Il donnait le bras à son fils Williams Pitt, alors jeune homme de dix-neuf ans, et à son gendre : il était revêtu d’habits somptueux, dérisoire enveloppe de sa mortelle maigreur. Pâle comme un spectre, l’œil à moitié mort sous ses paupières languissantes, il se fit mener à son banc, au banc des comtes, tandis que tous les lords, stupéfaits de l’apparition inattendue, s’inclinaient et admiraient, comme eût pu faire le sénat romain au retour de Tibère déjà mort et oublié.

Il écouta en silence, avec un profond recueillement, le discours de lord Richmond, l’auteur de la proposition, et quand celui-ci eut terminé, Chatam se leva pour répondre.

Alors cet homme mort trouva de la force pour parler trois heures ; il trouva du feu dans son cœur pour allumer l’éclair de ses regards ; il trouva dans son âme des accents qui remuèrent tous les cœurs.

Il est vrai qu’il parlait contre la France, il est vrai qu’il soufflait la haine à ses compatriotes, il est vrai que toutes ses forces et tout son feu,il les avait évoqués pour ruiner et dévorer le pays odieux rival du sien. Il défendit que l’Amérique fût reconnue indépendante, il défendit toute transaction, il cria : La guerre ! la guerre ! Il parla comme Annibal contre Rome, comme Caton contre Carthage. Il déclara que le devoir de tout Anglais loyal était de périr ruiné, plutôt que de souffrir qu’une colonie,une seule, se détachât de la mère patrie.

Il acheva sa péroraison, lança sa dernière menace et tomba foudroyé.

Il n’avait plus rien à faire dans ce monde ; on l’emporta expirant.

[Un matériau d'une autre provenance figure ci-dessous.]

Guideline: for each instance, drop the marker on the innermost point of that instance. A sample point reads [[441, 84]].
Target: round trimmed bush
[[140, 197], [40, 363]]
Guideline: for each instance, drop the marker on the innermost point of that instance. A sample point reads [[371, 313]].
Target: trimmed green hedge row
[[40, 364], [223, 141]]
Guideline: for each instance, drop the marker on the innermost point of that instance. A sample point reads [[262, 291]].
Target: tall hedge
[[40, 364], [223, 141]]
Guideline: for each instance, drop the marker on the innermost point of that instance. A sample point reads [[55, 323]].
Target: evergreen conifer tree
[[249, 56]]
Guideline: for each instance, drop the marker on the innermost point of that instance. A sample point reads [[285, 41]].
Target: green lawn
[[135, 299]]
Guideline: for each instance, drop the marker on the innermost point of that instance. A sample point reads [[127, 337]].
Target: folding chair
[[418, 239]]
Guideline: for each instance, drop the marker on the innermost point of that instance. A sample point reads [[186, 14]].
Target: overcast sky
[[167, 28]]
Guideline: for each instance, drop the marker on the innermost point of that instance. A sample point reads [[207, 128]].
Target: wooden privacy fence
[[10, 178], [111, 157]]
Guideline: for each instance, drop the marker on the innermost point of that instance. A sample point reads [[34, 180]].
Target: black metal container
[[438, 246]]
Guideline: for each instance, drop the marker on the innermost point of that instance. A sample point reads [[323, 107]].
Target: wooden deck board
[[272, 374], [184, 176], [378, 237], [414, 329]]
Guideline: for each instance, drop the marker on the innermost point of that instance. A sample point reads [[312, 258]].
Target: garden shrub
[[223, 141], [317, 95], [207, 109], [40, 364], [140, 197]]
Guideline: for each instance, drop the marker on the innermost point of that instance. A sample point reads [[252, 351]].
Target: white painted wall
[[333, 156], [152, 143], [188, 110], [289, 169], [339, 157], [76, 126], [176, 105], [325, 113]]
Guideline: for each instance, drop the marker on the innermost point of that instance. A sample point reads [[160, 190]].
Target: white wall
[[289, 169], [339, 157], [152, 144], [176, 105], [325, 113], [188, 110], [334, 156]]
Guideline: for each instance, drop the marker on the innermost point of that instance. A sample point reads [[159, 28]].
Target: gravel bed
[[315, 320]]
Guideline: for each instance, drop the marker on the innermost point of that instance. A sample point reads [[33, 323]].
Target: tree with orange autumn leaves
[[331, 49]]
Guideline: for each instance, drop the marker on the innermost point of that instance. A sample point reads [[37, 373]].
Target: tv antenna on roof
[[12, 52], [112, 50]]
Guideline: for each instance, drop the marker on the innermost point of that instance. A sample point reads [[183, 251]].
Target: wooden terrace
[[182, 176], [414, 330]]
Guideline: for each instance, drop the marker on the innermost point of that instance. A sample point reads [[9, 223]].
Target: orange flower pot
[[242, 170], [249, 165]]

Quelques jours après, il était mort.

— Oh ! oh ! firent à la fois Billot et Pitou, quel homme que ce lord Chatam ! — C’était le père du jeune homme de trente ans qui nous occupe, acheva Gilbert. Chatam mourut à soixante-dix ans. Si le fils vit l’âge du père, nous avons encore quarante ans de Williams Pitt à subir. Voilà, père Billot, celui à qui nous avons affaire ; voilà l’homme qui gouverne la Grande-Bretagne, voilà celui qui se souvient des noms de Lameth, de Rochambeau, de Lafayette ; qui sait, à l’heure qu’il est, tous les noms de l’Assemblée nationale ; celui qui a juré une haine à mort à Louis XVI,l’auteur du traité de 1778 ; celui enfin qui ne respirera pas librement tant qu’il y aura en France un fusil chargé et une poche pleine. Commencez-vous à comprendre ? — Je comprends qu’il déteste fort la France. Oui, c’est vrai, mais je ne vois pas encore bien. — Ni moi, dit Pitou. — Eh bien, lisez ces quatre mots.

Et il présenta le papier à Pitou.

— De l’anglais ? fit celui-ci. — Don’t mind the money, dit Gilbert.